Mais passons. On retrouve au fur et à mesure la mythique bande, qui bien entendu a évolué depuis, selon des fortunes plus ou moins heureuses: outre Popeye devenu gérant plus ou moins fortuné (pas tant que ça mais je n'en dirais pas plus), Jérôme (joué par Christian Clavier) a perdu son diplôme de médecin et est devenu monituer d'auto-école ayant voyagé dans sa "voiture de fonction", le couple de français moyens incarné par Josiane Balasko et Gerard Jugnot, plus "moyens" que jamais, Gigi/Marie-Anne Chazel devenue atrophiée mammaire sans oublier bien sûr celui qui selon moi reste le meilleur personnage, le cultissime Jean-Claude Dusse joué par Michel Blanc, devenu ici un coiffeur hyper-"branché" et USAphile jusqu'à la moelle épinière, devenu "JC Dusse" (prononcez "Jessie Diouss" à l'améwicaine). Un des personnages qui restent les plus drôles, même si je ne peux pas complètement oublier le "Jean-Claude Dusse avec un D comme Dusse", qui "a une ouverture" et qui "va conclure". Pendant les retrouvailles, le charme opère et on se doute bien qu'une fois au complet, la bande va enchaîner catastrophes sur catastrophes.

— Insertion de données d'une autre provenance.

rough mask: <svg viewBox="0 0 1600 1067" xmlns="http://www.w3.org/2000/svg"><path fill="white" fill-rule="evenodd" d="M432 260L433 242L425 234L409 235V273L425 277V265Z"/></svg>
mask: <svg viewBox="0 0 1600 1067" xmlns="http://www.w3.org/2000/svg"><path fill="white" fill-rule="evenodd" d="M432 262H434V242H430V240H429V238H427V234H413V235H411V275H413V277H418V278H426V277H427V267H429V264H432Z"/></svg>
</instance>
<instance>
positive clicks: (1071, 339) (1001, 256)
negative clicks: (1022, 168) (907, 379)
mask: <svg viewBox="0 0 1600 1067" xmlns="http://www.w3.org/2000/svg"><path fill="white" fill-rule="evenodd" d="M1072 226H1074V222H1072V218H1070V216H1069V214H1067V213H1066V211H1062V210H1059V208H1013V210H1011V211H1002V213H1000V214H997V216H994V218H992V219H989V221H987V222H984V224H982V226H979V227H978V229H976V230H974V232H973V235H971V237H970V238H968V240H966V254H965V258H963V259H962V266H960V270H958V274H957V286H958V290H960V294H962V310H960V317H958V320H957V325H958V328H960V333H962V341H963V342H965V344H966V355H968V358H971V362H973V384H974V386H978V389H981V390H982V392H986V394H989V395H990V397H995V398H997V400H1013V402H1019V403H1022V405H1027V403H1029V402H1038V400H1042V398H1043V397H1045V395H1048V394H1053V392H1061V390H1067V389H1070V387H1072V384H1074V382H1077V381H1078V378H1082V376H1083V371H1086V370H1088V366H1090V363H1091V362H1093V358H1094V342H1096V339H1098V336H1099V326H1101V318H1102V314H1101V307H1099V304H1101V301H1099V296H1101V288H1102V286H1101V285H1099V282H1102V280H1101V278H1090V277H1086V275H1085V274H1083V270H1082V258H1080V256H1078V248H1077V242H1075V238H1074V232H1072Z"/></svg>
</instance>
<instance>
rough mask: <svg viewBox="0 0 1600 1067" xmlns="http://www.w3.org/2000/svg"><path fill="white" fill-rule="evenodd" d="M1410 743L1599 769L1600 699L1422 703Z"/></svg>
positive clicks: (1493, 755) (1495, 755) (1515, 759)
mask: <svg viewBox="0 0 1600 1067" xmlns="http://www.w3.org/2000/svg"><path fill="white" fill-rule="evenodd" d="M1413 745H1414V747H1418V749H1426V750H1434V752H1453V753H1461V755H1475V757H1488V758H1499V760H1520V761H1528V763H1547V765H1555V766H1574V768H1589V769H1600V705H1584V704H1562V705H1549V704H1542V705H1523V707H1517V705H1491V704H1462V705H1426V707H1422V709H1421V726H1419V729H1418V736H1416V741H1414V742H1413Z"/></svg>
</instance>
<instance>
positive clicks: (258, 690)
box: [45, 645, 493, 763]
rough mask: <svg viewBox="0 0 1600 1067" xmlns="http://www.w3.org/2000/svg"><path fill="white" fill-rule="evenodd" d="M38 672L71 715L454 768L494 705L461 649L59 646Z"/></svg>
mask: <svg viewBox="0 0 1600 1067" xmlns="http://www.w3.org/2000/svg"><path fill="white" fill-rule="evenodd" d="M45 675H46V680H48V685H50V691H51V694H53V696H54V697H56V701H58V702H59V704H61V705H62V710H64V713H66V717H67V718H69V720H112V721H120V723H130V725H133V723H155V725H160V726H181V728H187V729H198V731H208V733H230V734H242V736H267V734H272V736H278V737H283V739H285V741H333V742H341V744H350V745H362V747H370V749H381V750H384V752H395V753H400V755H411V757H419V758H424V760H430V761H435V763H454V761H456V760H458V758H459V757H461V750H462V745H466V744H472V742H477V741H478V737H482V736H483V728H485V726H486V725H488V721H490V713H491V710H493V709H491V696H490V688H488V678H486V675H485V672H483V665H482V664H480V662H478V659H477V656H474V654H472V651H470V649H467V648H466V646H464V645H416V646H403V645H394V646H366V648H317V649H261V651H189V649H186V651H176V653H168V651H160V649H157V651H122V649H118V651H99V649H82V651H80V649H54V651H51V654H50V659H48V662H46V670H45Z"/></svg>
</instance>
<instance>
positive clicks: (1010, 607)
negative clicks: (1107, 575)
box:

Problème: ce charme opère pendant tout au plus 10 minutes, voire 15 grand maximum. Il faut bien après occuper le spectateur et c'est là que le film faillit assez piteusement. Là où les deux premiers "bronzés" étaient relativement inspirés et enchaînait les bons gagas à des scènes restées cultes (on se souveindra longtemps du "slip à moustache" du 1er épisode), la troue se montre ici plus hystérique que vraiment drôle. Quelques idées sont sympathiques, comme le "syndrôme de Noirmoutier" mais si on sourit parfois, la salle, pourtant bondée, n'a pas ri une seule fois. Et au fur et à mesure que s'écoule le film, on sent le manque d'inspiration et le besoin de remplissage. J'ai trouvé le coup de "l'attaque à la bête sauvage" franchement loupé en ce qui me concerne et pas drôle du tout.

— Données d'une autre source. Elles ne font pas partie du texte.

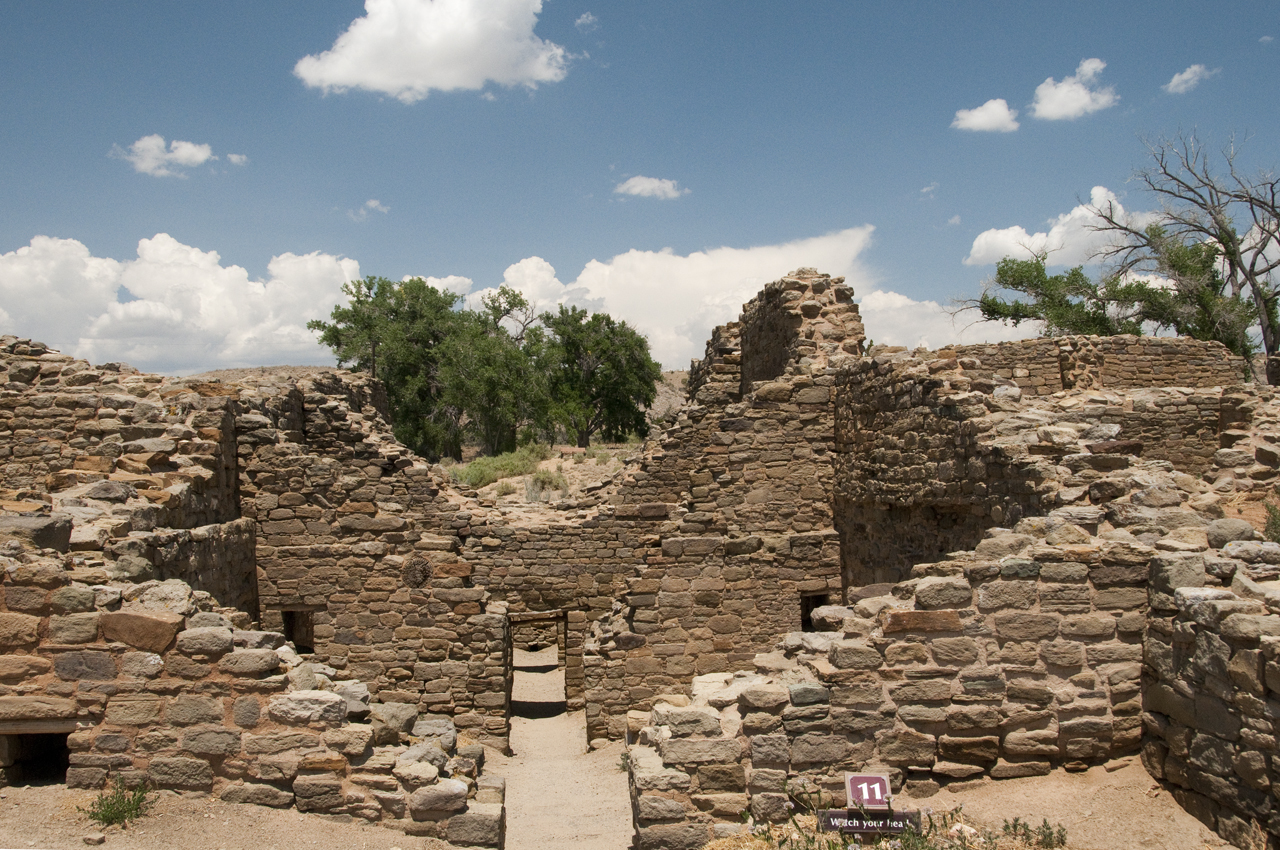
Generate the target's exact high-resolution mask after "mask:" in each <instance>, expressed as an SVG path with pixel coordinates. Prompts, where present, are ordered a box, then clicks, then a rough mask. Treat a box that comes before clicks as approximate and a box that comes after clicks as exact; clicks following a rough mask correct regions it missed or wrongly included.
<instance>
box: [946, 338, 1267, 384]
mask: <svg viewBox="0 0 1280 850" xmlns="http://www.w3.org/2000/svg"><path fill="white" fill-rule="evenodd" d="M948 351H951V352H954V353H955V356H956V357H974V358H977V360H980V361H982V364H983V366H984V367H986V369H989V370H992V371H995V373H996V374H997V375H998V376H1001V378H1005V379H1009V380H1012V381H1014V383H1015V384H1016V385H1018V387H1019V388H1020V389H1021V390H1023V392H1024V393H1027V394H1029V396H1050V394H1052V393H1056V392H1061V390H1064V389H1089V388H1103V387H1107V388H1135V387H1233V385H1235V384H1239V383H1242V381H1243V380H1244V379H1245V367H1244V360H1243V358H1240V357H1238V356H1235V355H1231V353H1230V352H1228V351H1226V347H1225V346H1222V344H1221V343H1217V342H1207V341H1201V339H1189V338H1187V337H1134V335H1132V334H1121V335H1117V337H1059V338H1055V339H1019V341H1014V342H1001V343H980V344H975V346H952V347H951V348H950V349H948Z"/></svg>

Ne voulant pas tout raconter non plus, je vous laisse le soin de découvrir le reste au cas où malgré ces lignes vous seriez quand même tentés de le voir, mais face à tant d'agitation au final inutile, j'en suis pour ma part ressorti lessivé et déçu. On aurait pu retrouver une valeure sûre de la comédie hexagonale, on a plutôt une référence qui s'est écornée. Si vous etes en manque de la bande du Splendid, mieux vaut se repasser ses VHS ou DVDs...
Sinon, si vous parliez de "Brazil" (avec un Z), oui ce film est une véritable tuerie, celui qui avec l'armée des 12 singes m'a rendu fan de Terry Gilliam.